Worked in the morning. Went for a walk after. I saw a fox! Reminds me of a favorite love poem, no idea about the author:

The fox is a good omen,
but you don’t believe in omens.

The twin-tailed comet is a bad sign,
but you don’t believe in signs.

You pick up the penny
and hand it to me.

You don’t believe in luck,
but you know I do.

Then, triggered by passing Ghosty Friend (who waved) and his partner (who did not) driving in town, I went home and took the afternoon for some somatic experiencing to try and process the trigger. The session turned into a more broad working on moving back and forth between spatial knowing (first person, experiential, not dissociated) and verbal knowing (third person, conceptual, dissociated) in a useful way. I’m pretty bad at having any kind of control over it, but this lets me notice dissociation quicker and to stay in my body longer. This is a big part of my work this year.

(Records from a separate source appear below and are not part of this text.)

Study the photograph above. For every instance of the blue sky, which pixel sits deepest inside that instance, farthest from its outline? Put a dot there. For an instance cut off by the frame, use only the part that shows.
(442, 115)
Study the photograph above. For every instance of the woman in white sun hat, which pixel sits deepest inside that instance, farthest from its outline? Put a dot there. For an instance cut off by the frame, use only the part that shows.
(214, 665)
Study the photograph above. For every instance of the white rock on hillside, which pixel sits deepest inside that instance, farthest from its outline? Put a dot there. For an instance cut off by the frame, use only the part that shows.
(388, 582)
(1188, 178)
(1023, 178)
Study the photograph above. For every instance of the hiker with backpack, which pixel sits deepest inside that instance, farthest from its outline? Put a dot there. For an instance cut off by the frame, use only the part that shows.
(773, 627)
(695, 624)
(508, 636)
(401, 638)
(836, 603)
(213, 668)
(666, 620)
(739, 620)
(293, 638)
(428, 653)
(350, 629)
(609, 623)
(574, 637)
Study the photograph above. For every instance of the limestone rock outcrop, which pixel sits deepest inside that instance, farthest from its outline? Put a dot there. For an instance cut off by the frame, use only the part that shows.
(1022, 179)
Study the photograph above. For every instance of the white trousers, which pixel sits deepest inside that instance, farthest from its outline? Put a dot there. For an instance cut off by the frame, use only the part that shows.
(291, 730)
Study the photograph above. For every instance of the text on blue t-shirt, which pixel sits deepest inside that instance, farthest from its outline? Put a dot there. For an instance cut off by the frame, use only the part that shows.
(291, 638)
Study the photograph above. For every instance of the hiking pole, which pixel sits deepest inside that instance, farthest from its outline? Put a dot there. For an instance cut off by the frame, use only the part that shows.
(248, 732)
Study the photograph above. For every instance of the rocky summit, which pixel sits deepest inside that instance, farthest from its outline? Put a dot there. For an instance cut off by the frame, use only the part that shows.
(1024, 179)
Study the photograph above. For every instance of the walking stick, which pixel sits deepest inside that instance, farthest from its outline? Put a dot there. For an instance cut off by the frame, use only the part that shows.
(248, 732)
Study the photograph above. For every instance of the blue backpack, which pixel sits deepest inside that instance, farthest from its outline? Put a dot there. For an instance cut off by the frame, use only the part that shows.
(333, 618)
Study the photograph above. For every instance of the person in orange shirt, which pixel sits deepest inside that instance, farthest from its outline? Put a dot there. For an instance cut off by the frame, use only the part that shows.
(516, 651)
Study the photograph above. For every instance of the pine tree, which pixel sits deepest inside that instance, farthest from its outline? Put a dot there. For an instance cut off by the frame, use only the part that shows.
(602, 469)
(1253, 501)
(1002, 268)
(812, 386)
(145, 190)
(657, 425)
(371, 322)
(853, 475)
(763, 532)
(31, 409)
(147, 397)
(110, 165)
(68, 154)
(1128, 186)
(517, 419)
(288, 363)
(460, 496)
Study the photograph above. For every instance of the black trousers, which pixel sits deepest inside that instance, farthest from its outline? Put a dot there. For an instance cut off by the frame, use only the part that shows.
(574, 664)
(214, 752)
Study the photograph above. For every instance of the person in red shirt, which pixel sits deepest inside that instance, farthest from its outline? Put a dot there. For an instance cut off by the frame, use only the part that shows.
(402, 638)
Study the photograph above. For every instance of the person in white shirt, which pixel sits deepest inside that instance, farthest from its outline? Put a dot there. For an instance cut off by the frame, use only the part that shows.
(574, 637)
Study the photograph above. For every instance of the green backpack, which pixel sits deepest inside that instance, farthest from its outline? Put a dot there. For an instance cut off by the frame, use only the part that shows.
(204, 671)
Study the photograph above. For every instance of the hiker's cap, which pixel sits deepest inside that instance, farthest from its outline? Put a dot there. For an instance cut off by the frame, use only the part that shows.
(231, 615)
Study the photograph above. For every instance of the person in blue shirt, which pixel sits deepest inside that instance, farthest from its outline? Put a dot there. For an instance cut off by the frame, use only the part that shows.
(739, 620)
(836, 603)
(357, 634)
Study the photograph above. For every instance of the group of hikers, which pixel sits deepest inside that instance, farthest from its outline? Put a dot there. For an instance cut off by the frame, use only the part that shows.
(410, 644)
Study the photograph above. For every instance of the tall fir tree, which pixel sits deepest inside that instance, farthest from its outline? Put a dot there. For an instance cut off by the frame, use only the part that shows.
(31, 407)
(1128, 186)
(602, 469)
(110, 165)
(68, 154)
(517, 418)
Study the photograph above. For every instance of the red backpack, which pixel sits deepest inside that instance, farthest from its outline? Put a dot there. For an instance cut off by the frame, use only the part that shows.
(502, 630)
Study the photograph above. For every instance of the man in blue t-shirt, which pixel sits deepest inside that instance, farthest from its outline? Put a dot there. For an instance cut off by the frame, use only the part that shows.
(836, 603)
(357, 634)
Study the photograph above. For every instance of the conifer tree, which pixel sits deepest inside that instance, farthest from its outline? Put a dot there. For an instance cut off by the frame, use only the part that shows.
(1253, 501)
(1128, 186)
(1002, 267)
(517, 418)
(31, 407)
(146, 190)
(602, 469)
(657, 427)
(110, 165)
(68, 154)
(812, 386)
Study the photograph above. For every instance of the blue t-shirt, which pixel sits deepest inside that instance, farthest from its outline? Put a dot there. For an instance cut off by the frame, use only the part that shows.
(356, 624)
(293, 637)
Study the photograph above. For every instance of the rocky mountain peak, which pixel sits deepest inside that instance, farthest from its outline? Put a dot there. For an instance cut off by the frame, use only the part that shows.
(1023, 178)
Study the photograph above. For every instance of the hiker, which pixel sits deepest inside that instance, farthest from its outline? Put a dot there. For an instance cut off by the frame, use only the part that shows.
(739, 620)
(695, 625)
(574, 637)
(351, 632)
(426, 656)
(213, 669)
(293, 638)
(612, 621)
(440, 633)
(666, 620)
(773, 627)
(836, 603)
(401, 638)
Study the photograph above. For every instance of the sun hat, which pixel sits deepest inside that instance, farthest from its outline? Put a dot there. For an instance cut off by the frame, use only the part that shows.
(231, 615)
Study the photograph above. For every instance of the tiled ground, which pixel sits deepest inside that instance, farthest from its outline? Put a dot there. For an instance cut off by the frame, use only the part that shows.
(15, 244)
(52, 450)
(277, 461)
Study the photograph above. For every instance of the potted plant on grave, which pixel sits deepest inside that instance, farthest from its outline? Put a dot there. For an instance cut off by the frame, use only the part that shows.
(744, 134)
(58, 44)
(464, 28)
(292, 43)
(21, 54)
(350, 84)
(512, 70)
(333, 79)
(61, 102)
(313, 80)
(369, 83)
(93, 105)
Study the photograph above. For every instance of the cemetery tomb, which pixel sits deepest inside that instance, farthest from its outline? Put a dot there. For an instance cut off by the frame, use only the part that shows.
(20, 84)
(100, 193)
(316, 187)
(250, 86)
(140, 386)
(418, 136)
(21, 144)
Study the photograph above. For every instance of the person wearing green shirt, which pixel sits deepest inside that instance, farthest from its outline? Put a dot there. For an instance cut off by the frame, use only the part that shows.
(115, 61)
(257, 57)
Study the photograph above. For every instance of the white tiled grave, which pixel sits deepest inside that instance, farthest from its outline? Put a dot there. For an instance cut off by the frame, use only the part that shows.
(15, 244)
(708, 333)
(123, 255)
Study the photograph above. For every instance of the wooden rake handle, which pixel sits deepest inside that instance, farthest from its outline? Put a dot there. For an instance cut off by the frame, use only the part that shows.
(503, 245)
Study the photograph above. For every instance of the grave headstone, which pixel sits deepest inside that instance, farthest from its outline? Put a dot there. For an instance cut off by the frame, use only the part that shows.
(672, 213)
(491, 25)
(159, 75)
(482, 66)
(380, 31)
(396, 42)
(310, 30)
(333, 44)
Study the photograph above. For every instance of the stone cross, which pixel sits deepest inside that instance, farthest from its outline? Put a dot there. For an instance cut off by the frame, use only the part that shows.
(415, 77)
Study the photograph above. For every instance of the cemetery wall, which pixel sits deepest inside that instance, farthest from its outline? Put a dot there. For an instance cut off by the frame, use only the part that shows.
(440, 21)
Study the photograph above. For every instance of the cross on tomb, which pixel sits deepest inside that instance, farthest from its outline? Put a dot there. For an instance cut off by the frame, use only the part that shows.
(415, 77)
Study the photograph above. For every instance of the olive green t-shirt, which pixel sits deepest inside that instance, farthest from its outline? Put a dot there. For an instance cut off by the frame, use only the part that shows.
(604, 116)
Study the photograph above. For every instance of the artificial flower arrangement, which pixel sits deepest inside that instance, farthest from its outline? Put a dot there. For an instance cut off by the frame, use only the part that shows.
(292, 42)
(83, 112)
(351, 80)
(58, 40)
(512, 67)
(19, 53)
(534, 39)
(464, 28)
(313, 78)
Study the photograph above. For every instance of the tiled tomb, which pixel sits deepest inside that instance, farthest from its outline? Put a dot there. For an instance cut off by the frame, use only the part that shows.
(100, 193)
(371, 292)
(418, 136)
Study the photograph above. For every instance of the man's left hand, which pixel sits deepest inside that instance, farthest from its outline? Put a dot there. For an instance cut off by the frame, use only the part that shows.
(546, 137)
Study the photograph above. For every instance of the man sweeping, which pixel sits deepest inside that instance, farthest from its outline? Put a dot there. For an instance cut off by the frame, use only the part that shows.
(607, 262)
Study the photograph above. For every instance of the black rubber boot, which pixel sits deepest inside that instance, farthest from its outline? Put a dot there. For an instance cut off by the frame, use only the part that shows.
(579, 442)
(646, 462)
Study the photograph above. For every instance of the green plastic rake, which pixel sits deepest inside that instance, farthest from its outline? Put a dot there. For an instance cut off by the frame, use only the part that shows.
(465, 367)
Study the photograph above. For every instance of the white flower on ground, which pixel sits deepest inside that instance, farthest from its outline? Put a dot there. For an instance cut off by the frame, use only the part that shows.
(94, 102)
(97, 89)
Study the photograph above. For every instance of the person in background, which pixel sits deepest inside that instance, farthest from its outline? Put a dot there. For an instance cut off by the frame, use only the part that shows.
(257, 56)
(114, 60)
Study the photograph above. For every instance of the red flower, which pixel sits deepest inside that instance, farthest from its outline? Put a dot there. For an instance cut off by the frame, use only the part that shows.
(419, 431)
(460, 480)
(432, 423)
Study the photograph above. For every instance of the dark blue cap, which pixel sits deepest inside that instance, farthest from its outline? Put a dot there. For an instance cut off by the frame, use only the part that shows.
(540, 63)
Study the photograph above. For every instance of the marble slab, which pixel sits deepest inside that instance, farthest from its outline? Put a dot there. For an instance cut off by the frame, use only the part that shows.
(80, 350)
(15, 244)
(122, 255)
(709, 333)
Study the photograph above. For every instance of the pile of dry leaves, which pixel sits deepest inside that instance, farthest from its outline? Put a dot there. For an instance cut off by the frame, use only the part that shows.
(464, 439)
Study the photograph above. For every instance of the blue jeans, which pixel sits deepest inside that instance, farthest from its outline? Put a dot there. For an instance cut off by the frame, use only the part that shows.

To start the session, I laid out the four candles with incense in the middle. I’m going to do that in the mornings for my regular sits. The daily rite will look like:

• light the incense
• say the enns as I light each candle
• read the cards
• sit in the feelings and emotions of my yearly end goals

Lighting all four candles with the sigils makes me feel balanced in a spatial way, like I’m at the center of a perfectly-balanced spinning top.

No dreams that I can remember. The house spider has moved in under my bathroom wall cabinet.

Apparently removed the browser from my phone to stop my compulsive avoidant browsing, as part of the somatic experiencing session yesterday. I don’t mind, I already don’t have internet at home so I’m using my shitty, slow personal hotspot on my phone. It’s just hard enough so I don’t bother.

Look at those relationship pairs! In our pair, Ghosty Friend might be thinking about the situation, shining light on it in his reserved, thoughtful way while I’m a fucking disaster area, I don’t know. Both cards involve light being shone on a situation. In their pair, maybe they had a conversation after seeing me yesterday that brought some stuff out. Maybe Ghosty Friend is waking up. Dantalion, Dantalion.

Trying to stabilize myself this morning after a real whirlwind of processing last night. Stay the course. Do the work. Don’t rock the boat. Be the Page of Pentacles with a coworker as we process the garage. Interesting that Glasya’s card is the Eight of Wands – still not sure if I like the four having cards. Distracting. Also the Eight of Wands’ movement and the Four of Pentacles’ steadiness are difficult to reconcile, maybe a reminder to keep an eye on my pace?

Above all, hang in there. Watch and see without engaging.

I’m carrying a set of the four paper seals in my wallet in a plastic case. I hate forgetting what the heck I’m doing, and having them helps me to remember.